Based in Dubai, Sarwa is a low-cost robo-advisory platform targeting young professionals. The solution gauges an investor’s risk tolerance and assigns them a tailored investment portfolio of exchange traded funds (ETFs).
Founded in 2017, Sarwa received a full operating license in November 2018 following its graduation from the Dubai Financial Services Authority (DFSA)’s regulatory sandbox. As of January 2020, it had 10,000 registered users, following a monthly growth of over 20% since it launched.
Sarwa raised a US$8.4 million Series A funding round in January which it said it would use to expand its operations into new markets including Saudi Arabia, and open another office in Abu Dhabi. Backers of the startup include Dubai International Financial Center (DIFC), ADIO, Vision Ventures from Saudi Arabia, Middle East Venture Partners (MEVP) and UK’s Hambro Perks.
Founded in 2017, Rise is a neobanking platform that provides migrant and domestic workers in the GCC region with financial products and services, as well as educational material.
The platform, accessible mainly through a mobile app, currently offers products including a bank account with no minimum balance or salary, an accompanying debit card, fast and seamless onboarding, remittance services, insurance products, and unsecured consumer loans.
Rise raised over US$1 million in funding in March 2020. At the time, it claimed it had grown more than 50% month-on-month and planned to bring its services to over a million migrants within the next two years, primarily targeting migrants from India, the Philippines, Bangladesh and Pakistan.
Established in 2014, Telr is an award-winning, Dubai-based startup providing payment gateway solutions for small and medium-sized enterprises (SMEs), government bodies and large corporations.
Telr offers a set of APIs and tools that enable businesses and organizations to accept and manage online payments via web, mobile and social media. It also offers digital invoicing, anti-fraud security and real-time monitoring services, QR Codes, social commerce solutions, as well as entry-level fee packages for new startups.
In November 2020, Telr launched a new e-commerce platform in the UAE and Saudi Arabia called TelrShops, allowing merchants to create an online store in just five minutes. The platform is fully integrated with the Telr Payment Gateway and comes with features including inventory and store management, data insights and analytics, tax management services, orders management, domains integration, multi-currency stores, and more.
Telr raised an undisclosed funding in December 2019 from existing investors including iMENA Group. The startup said at the time that it would use the proceeds to fuel its growth across the Gulf Cooperation Council (GCC) and wider Middle East region. Telr currently has offices in the UAE, Saudi Arabia, India and Singapore.

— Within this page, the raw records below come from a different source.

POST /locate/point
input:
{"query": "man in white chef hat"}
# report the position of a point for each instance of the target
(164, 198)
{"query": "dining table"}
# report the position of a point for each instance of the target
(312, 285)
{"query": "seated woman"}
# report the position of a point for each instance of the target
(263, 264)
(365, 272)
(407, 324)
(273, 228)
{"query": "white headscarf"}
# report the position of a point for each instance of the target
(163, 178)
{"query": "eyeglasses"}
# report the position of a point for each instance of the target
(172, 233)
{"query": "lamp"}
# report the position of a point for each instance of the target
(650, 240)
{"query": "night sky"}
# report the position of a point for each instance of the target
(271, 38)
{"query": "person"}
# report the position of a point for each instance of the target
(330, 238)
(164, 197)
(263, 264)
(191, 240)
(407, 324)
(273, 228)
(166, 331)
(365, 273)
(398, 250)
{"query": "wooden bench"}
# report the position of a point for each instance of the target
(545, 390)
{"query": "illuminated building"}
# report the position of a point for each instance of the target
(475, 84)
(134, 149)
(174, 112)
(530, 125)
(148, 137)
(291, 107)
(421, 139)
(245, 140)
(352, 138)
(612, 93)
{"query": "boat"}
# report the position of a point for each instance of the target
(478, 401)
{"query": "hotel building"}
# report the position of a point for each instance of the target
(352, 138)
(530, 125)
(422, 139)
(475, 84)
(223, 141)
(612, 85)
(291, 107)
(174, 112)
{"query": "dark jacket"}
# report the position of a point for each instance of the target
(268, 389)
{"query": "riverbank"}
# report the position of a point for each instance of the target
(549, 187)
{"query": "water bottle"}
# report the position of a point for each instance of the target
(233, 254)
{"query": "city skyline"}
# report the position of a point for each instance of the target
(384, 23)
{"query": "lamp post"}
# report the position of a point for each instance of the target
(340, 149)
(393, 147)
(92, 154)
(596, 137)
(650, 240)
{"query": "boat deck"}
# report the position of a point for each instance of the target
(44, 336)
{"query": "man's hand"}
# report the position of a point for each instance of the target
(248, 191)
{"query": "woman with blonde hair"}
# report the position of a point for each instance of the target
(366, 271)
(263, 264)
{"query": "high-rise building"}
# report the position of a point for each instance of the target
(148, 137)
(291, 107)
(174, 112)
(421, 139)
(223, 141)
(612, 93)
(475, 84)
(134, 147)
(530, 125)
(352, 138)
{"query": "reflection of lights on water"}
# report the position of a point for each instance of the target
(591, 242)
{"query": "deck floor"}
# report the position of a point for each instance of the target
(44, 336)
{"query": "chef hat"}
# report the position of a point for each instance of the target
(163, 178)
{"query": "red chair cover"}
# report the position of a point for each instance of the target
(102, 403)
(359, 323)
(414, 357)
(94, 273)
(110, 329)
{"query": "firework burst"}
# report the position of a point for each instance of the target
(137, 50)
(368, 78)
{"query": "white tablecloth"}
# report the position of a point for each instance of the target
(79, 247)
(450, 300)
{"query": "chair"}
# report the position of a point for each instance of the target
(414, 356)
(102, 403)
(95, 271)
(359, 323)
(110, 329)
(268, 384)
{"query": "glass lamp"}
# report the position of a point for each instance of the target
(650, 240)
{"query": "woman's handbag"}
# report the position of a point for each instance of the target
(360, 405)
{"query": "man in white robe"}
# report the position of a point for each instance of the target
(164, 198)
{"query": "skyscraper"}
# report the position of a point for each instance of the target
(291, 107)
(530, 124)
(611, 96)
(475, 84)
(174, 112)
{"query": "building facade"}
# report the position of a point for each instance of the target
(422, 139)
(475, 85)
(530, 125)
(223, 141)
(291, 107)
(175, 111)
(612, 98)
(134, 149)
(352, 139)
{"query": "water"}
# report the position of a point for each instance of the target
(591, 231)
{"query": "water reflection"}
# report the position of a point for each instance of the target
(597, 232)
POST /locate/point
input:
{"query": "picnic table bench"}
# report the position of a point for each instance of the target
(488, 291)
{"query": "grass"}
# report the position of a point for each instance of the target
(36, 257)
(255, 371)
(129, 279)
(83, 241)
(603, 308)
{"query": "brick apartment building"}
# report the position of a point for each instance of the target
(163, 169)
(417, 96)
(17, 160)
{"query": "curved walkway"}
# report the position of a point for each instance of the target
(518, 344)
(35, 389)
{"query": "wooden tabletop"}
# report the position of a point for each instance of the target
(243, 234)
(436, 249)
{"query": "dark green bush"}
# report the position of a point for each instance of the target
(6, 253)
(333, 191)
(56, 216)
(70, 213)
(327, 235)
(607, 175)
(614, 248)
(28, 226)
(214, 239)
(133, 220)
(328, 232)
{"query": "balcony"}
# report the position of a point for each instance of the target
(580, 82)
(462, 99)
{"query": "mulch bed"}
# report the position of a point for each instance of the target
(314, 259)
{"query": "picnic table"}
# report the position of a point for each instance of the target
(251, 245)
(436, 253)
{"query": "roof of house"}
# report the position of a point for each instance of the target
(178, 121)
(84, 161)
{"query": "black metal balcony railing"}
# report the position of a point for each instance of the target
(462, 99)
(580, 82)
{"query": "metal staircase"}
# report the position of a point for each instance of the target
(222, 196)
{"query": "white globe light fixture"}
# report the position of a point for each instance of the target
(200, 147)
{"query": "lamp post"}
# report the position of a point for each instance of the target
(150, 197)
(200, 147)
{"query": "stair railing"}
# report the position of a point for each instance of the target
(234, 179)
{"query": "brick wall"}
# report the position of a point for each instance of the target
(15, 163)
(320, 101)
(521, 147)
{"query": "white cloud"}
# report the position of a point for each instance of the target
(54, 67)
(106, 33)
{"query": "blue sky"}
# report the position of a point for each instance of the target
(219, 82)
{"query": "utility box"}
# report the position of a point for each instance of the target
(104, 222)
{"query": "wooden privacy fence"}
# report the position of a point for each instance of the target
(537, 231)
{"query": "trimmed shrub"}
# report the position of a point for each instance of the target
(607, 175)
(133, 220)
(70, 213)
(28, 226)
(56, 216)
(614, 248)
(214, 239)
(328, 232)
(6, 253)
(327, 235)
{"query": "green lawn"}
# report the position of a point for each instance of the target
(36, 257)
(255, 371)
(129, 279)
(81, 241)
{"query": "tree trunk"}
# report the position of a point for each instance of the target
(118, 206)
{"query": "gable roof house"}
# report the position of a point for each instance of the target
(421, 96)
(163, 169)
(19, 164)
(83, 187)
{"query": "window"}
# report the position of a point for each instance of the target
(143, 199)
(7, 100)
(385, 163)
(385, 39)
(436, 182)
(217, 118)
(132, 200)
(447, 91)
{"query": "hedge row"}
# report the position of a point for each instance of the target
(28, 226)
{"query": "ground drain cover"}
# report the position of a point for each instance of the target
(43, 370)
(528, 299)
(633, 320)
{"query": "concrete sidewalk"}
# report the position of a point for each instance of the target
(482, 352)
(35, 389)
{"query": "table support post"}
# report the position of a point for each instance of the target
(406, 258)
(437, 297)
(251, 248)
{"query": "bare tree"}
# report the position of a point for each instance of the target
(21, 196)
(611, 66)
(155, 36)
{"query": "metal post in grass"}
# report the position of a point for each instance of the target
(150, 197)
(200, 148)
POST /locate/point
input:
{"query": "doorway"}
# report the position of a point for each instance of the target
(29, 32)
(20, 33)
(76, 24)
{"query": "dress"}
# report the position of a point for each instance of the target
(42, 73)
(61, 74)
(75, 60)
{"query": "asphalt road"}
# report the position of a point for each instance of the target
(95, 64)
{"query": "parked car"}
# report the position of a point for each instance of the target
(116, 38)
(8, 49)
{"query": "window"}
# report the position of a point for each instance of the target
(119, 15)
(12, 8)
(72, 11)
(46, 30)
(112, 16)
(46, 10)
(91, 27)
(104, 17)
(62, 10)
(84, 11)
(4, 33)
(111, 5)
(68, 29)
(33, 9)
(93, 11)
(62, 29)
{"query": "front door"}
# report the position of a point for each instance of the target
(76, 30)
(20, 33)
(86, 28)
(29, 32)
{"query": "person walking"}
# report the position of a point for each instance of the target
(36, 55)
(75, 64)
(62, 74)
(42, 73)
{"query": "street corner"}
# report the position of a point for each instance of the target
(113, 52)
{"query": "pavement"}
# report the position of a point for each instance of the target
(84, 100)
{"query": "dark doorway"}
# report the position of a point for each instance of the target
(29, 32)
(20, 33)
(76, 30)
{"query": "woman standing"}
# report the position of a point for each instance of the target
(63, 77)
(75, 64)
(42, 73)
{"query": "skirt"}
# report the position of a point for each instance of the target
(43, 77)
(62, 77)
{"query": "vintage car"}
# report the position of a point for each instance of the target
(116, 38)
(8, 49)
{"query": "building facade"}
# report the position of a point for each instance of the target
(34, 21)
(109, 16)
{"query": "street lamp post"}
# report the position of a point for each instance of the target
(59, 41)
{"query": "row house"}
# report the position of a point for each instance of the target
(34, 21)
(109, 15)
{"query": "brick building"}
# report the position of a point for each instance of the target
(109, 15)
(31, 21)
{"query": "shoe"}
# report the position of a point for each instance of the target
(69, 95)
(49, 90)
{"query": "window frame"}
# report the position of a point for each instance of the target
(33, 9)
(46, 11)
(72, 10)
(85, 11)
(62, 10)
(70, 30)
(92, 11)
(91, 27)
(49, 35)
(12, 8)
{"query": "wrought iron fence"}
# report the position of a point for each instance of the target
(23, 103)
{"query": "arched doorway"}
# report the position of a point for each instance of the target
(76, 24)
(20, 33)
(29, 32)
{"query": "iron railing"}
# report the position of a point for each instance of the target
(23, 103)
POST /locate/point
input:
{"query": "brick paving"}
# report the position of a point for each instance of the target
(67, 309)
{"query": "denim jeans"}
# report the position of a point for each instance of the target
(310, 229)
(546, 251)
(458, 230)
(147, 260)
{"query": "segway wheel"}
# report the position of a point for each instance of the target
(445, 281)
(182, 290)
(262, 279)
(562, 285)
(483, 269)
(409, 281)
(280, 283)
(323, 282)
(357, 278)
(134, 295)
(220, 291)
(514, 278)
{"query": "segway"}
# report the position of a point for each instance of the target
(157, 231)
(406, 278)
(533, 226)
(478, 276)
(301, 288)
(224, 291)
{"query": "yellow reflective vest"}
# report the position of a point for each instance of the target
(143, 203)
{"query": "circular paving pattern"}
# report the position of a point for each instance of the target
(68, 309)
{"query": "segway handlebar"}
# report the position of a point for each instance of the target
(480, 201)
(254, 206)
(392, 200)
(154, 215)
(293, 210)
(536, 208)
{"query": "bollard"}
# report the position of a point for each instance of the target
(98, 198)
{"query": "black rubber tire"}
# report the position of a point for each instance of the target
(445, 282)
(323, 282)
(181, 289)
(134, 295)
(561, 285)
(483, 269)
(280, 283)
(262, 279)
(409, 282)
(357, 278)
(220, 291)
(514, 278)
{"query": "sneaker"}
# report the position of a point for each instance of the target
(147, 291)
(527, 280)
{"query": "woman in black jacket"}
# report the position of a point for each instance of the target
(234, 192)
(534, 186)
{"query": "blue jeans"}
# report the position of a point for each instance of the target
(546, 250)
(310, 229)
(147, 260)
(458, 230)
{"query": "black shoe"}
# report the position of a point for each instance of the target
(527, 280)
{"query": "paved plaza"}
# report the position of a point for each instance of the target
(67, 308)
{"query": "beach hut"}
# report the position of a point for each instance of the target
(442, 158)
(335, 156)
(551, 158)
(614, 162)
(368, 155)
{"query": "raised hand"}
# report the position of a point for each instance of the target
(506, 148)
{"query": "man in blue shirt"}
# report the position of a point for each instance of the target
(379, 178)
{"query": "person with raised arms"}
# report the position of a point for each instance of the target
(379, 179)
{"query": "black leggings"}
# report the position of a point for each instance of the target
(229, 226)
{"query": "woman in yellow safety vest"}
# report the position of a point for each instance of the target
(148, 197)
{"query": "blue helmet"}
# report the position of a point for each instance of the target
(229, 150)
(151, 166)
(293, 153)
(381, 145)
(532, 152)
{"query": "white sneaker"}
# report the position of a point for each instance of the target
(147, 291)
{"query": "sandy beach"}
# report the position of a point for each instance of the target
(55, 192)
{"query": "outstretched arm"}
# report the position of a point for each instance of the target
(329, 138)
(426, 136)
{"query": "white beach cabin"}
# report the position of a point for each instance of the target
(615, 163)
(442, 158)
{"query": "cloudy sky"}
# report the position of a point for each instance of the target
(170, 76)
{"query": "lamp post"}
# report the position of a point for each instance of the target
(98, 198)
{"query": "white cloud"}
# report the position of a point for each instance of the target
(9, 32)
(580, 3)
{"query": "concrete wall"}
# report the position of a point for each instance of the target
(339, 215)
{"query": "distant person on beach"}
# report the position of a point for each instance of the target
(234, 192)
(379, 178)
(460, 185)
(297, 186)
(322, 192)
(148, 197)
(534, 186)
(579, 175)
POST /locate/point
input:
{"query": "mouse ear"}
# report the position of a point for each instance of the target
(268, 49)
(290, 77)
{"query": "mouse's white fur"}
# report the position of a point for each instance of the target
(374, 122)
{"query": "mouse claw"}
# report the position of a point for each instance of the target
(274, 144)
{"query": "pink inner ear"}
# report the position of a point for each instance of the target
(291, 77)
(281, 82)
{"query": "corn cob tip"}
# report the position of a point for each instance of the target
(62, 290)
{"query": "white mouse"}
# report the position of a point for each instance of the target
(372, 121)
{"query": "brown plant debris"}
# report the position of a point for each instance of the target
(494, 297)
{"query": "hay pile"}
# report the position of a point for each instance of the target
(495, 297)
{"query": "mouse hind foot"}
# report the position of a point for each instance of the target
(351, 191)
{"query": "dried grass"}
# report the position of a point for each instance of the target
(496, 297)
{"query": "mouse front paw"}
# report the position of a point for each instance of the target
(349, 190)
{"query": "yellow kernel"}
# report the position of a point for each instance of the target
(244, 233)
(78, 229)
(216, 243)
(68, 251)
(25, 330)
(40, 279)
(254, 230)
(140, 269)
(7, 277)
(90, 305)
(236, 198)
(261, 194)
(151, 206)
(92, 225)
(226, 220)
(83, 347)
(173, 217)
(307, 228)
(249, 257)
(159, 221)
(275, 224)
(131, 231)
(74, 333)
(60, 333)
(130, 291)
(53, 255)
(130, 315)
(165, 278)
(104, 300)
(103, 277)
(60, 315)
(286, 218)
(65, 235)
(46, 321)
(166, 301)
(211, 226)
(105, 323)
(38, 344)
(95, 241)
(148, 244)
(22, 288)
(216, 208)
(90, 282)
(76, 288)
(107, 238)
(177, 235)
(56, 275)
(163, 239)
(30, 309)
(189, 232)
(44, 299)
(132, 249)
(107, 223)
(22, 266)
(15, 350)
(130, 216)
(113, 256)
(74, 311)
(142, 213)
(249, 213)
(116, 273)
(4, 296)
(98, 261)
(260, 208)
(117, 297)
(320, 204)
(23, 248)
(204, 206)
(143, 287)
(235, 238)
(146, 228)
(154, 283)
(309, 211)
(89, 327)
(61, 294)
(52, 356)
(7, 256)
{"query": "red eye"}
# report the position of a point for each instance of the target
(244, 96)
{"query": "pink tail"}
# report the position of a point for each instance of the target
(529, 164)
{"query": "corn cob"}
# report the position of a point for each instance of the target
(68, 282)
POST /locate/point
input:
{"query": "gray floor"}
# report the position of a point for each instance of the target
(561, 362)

NymCard is an end-to-end payment platform partnering with financial institutions to provide a digital payment solution to the unbanked and partnering with banks to offer their clients a superior payments experience.
With its cloud-based, open API, Nymcard’s platform enables financial institutions, corporates, and fintechs to deploy and launch virtual, plastic and tokenized cards in as little as eight weeks.
Founded in Beirut, Lebanon in 2018, NymCard relocated its headquarters to Abu Dhabi in 2019 to be “closer to [its] customers, tech startups, and payments innovators looking for different types of modern payment solutions.”
The startup has collaborated with financial institutions in Iraq and Jordan to launch innovative products, and is now eyeing markets including the UAE, Saudi Arabia and Egypt. NymCard received an in-principle approval from ADGM’s Financial Services Regulatory Authority (FSRA) in August 2020.